Homem da lei 2: Você
falou de novo que vai chover.
Homem da lei 1: Se
escutarmos um tiro entramos?
Homem da lei 2: Até
parece que você nunca ficou de tocaia. (silêncio)
Homem da lei 1: Um
tiro!
Homem da lei 2: Aonde?
Homem da lei 1: Lugar
nenhum.
Homem da lei 2: Que
susto!
Homem da lei 1: Estamos
aqui a meia hora. Ninguém passa. Nem uma revistadinha a gente deu hoje. Estou
com o cartucho cheio.
Homem da lei 2: Agora
concordo contigo. Estou triste e entediado.
Homem da lei 1: Se
tivesse ao menos um cachorro pra gente bater.
Homem da lei 2: Ou
enfiar o bastão no cu dele. (riem os dois)
Homem da lei 1: Aquele
dia foi legal.
Homem da lei 2: Queria
um sorvete.
(O homem da lei 3 sai da casa com um homem mais novo nos braços.Esse
homem mais novo está algemado e percebesse no aspecto dele que está em estado
de choque. O homem mais novo está petrificado a tal ponto que sua figura é
quase cômica. Ele permanecerá nessa expressão até o final da cena.)
Homem da lei 3: Fica
aí o filha da puta. (aos dois que estavam
na rua) Cuidem dele! Colem nele! Se ele fugir eu mato vocês dois! Ouviram?

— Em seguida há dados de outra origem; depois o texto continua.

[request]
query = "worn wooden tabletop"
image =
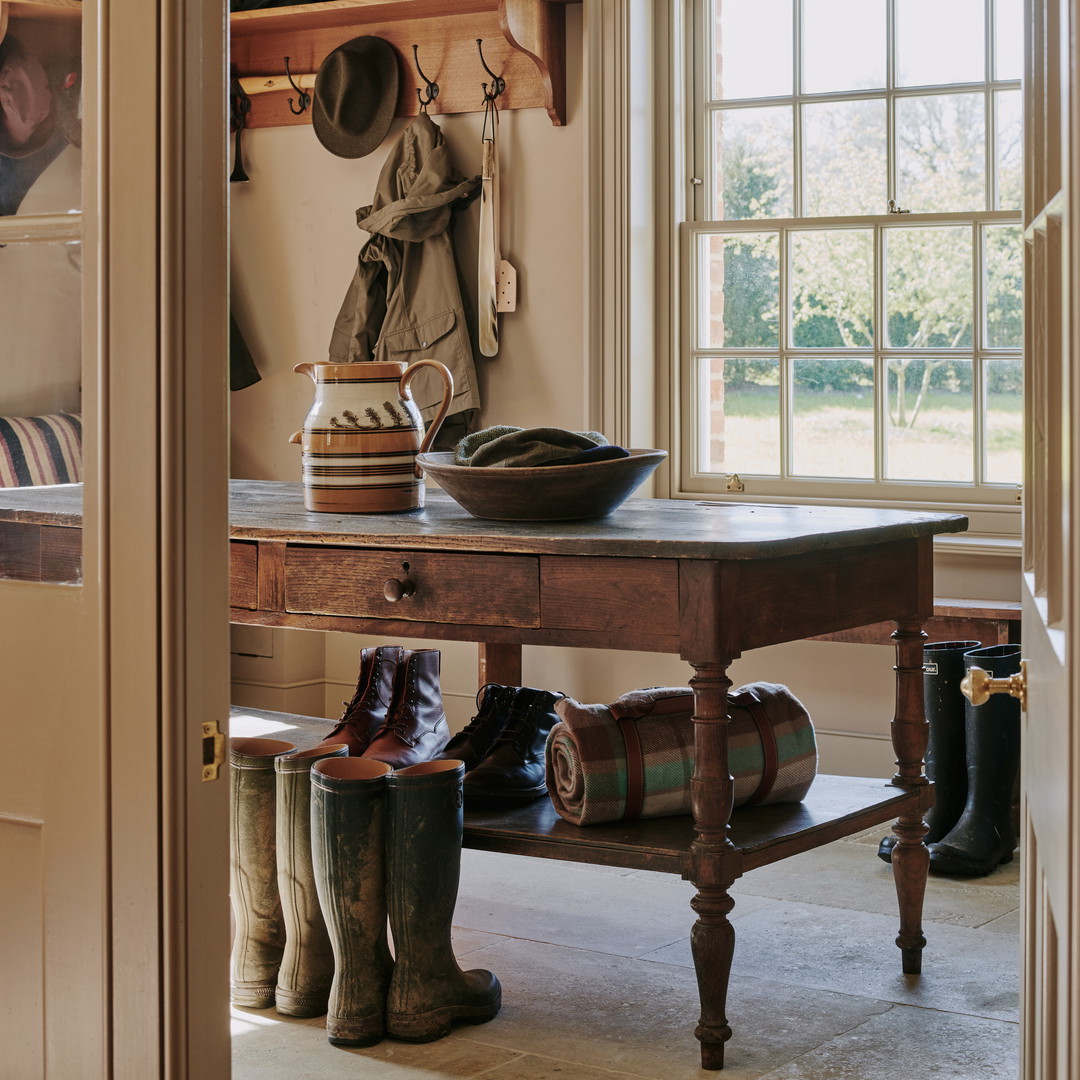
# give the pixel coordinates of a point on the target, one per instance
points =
(273, 510)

Vou lá falar com a mãe dele. Esse puto matou o pai a facadas. Tudo cheio de
sangue. Vou ver se ele escondeu alguma coisa, porque parece que o bebê grande
aqui, o pele de merda, sumiu com os brinquedinhos... (entra na casa) (os dois
homens da lei olham para o homem mais novo como se ele fosse um produto para se
usar. Após um breve silêncio.)
Homem da lei 1: Está
petrificado! Virou pedra. Ô! Ô! Tu matou o velho mesmo? (silêncio) Hein? (silêncio)
O cara não responde.
Homem da lei 2: Moleque,
tu matou o cara? (silêncio) Falar
ajuda. Quem nunca pensou em matar o pai na vida. E a mãe?
Homem da lei 1: Mãe?
Claro que não. Mãe não se mata. Pai até vai. Tia, primo, amante. Mas mãe,
criança e gente velha ninguém aceita.
Homem da lei 2: O
Madre Tereza, fica quietinha. (ao homem
mais novo) Tu matou o cara ou não? (silêncio)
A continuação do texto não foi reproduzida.